There's something very cheap about dreams for sale. And maybe that's why I never could bring myself to look for longer than a minute at a framed portrait being put on display, appearing cold and imperious even as warm splashes of red and yellow fill up the rectangular space that it comprised. Because really, we all dream in colors - red, orange, pink, purple, gray and the occasional black. And with the culmination of these endless streaks of rainbow and earth and sky and oceans that are as endless as streams of caffeinated thoughts, the artist in us burst at the spot where his soul resides and he spills his colored blood onto white space. The boundless white space, coating it, covering it, hiding. From what, I wonder.
I wonder about a lot of things, some of the time, all of the time, when I'm on my way to work, when I'm on the verge of waking up, when the midnight's deafening silence fill the air and the stroking of my pen and the rustling of the pages of a book accompany me besides the steam from a coffee cup. Brown. Bitter. Acrid. Each sip, a punishment. Each stroke, an excretion of thought that carries its own pain.

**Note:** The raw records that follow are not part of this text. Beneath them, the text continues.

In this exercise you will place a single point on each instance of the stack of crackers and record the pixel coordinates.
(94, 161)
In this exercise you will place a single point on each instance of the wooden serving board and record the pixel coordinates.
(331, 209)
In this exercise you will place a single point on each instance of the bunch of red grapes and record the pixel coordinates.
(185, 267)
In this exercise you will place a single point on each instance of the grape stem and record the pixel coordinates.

I read somewhere and saw a scene from a movie that speculated about what we were before we realized we were human. Why do people look at the stars and feel that long forgotten longing that's all at once familiar and all at once strange? Why do we love the wind in our hair and say we're flying even as our feet are firmly anchored on the ground and gravity weighs us down? Why do we feel the need to make things more than what they are, devoid of meaning, stripped of poetry and song? The answer apparently was that we were once capable of these things and that once, in our lives, our dreams weren't just dreams.
I envy the person who dreams, the artist, because dreams are so rare these days - at least, the ones that are not sullied by price tags hanging from their neck like a scarlet letter or a blue-grey spectre forever hovering yet never within the grasp of skin. Because dreams are priceless, and they ought to be.

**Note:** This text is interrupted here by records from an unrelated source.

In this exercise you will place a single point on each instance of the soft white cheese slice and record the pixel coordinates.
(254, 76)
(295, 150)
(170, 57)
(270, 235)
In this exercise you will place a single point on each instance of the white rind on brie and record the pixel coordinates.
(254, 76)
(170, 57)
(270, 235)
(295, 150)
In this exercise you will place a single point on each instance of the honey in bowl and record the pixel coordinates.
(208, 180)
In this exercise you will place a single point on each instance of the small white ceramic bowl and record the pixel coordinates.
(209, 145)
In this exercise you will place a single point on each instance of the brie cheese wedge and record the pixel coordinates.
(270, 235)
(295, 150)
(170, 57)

I think dreams tell you a person's real soul and a soul that's for sale is no soul at all but a hollowed out piece of log, an empty trunk. There's something poignant about empty trunks. It pulls at you so heavily. Not unlike the feeling around a piano abandoned in the farthest corner of the family room, quietly gathering dust, bereft from the fickle attentions of the people that touched its ivory keys in passing.
Music is to be enjoyed, not analyzed. It is not structured. Not dusty lacquered wood and rusted pedals and strings that were once strung so tight to make each strike of chord soar. Music is not that abandoned piano. Because you can master the piano but the music is yours and your talent is yours and your fingers are moving not because the notes tell you to and "this is how it's done", but because your heart is singing and your fingers are connected to it by invisible strings. Heartsong cannot be taught, but it can be abandoned.
And when you sell your dreams, you are abandoning a part of yourself, which is more than just a part, but an essential ingredient that once lost is lost forever. Like rainwater in the heat of summer. Like dewdrops in winter. The first disappears into fine mist. The second freezes over. You can never return to what you were before the loss and before everything changed in this vicious, violent cycle of life. A relentless cycle of neverending dreams that's cruel and beautiful and brutal.
And maybe that's all there is to it: amid all this sweetness of soul is man's barbaric hands. These hands that kill, that pulse with heat and blood, are the very hands that sculpt your dreams from the void. Because the artist is not just soul. He is body, too. He is mortal flesh, a hungry creature that needs to feed on its own mortality, if nothing else. And that is why sometimes dreams have to be sold because there's a thirst somewhere in our body that can never be quenched by color on canvas or words on paper or music wrenched out from the violin... We are mortal. We are flawed.
And because of that we are prized.
And because of that we are priced.
Dreams for sale are cheap, but for those who have forgotten how to, they aren't. The dying art of make-believe is not dying. It is dead. Killed by the hand that gave it life.